For their solar system measurement, the astronomers focused on Sagittarius A, a star discovered over two decades ago to mark the Milky Way's center. Over a 10-day period, they measured the apparent shift in position of the star against the background of stars far beyond. The apparent motion of Sagittarius A is very, very small, just one-600,000th of what could be detected with the human eye, the astronomers said.
The measurement adds supports to the idea that the Milky Way's center contains a supermassive black hole- an object, much smaller than our own solar system, contains a black hole about 2.6 million times more massive than the sun.
Earlier this year, a team of researchers at the University of Kansas came up with an out-of-this-world explanation for the phenomenon of mass extinctions on Earth that hinges upon the fact that stars move through space and sometimes rush headlong through galaxies, or approach closely enough to cause a brief cosmic tryst.
Researchers at the University of California, Berkeley found that marine fossil records show that biodiversity increases and decreases based on a 62-million-year cycle. At least two of the Earth's great mass extinctions-the Permian extinction 250 million years ago and the Ordovician extinction about 450 million years ago-correspond with peaks of this cycle, which can't be explained by evolutionary theory.
Our own star moves toward and away from the Milky Way's center, and also up and down through the galactic plane. One complete up-and-down cycle takes 64 million years- suspiciously close to the Earth's biodiversity cycle.
Once the researchers independently confirmed the biodiversity cycle, they then proposed a novel mechanism whereby which the Sun's galactic travels is causing it.
It’s no secret that the Milky Way is being gravitationally pulled toward a massive cluster of galaxies, called the Virgo Cluster, which is located about 50 million light years away. Adrian Melott and his colleague Mikhail Medvedev, speculate that as the Milky Way rushes towards the Virgo Cluster, it generates a so-called bow shock in front of it that is similar to the shock wave created by a supersonic jet.
"Our solar system has a shock wave around it, and it produces a good quantity of the cosmic rays that hit the Earth. Why shouldn't the galaxy have a shock wave, too?" Melott asks.

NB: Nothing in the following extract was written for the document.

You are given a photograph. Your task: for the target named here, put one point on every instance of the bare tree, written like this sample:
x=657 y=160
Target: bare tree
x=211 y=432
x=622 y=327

The galactic bow shock is only present on the north side of the Milky Way's galactic plane, because that is the side facing the Virgo Cluster as it moves through space, and it would cause superheated gas and cosmic rays to stream behind it, the researchers say. Normally, our galaxy's magnetic field shields our solar system from this "galactic wind." But every 64 million years, the solar system's cyclical travels take it above the galactic plane.

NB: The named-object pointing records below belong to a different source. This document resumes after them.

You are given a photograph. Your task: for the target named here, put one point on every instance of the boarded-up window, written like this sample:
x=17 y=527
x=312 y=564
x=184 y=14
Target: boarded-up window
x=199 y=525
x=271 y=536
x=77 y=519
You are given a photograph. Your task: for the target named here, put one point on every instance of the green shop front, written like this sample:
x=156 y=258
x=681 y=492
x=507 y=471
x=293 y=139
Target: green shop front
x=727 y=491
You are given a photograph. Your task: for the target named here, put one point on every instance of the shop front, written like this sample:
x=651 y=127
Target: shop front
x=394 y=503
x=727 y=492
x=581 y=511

"When we emerge out of the disk, we have less protection, so we become exposed to many more cosmic rays," Melott has said.
The boost in cosmic-ray exposure may have a direct effect on Earth's organisms, according to paleontologist Bruce Lieberman. The radiation would lead to higher rates of genetic mutations in organisms or interfere with their ability to repair DNA damage. In this way, the process could lead to new species while killing off others.

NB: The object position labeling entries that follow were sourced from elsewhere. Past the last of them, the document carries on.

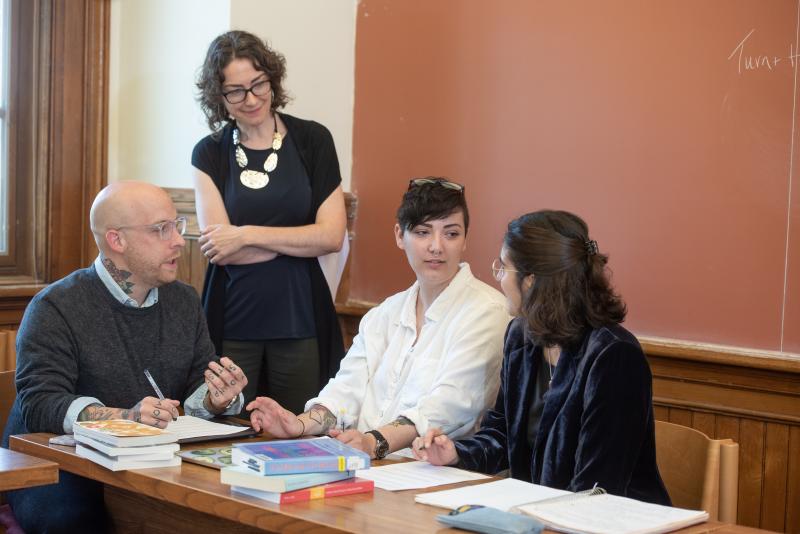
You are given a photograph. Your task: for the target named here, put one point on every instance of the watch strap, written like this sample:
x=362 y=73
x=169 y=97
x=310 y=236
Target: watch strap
x=381 y=444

Cosmic rays are also associated with increased cloud cover, which could cool the planet by blocking out more of the Sun's rays. They also interact with molecules in the atmosphere to create nitrogen oxide, a gas that eats away at our planet's ozone layer, which protects us from the Sun's harmful ultraviolet rays.
Richard Muller, one of the UC Berkeley physicists who co-discovered the cycle, said Melott and his colleagues have come up with a plausible galactic explanation for the biodiversity cycle.
If future studies confirm the galaxy-biodiversity link, it would force scientists to broaden their ideas about what can influence life on Earth. "Maybe it's not just the climate and the tectonic events on Earth," Lieberman said. "Maybe we have to start thinking more about the extraterrestrial environment as well."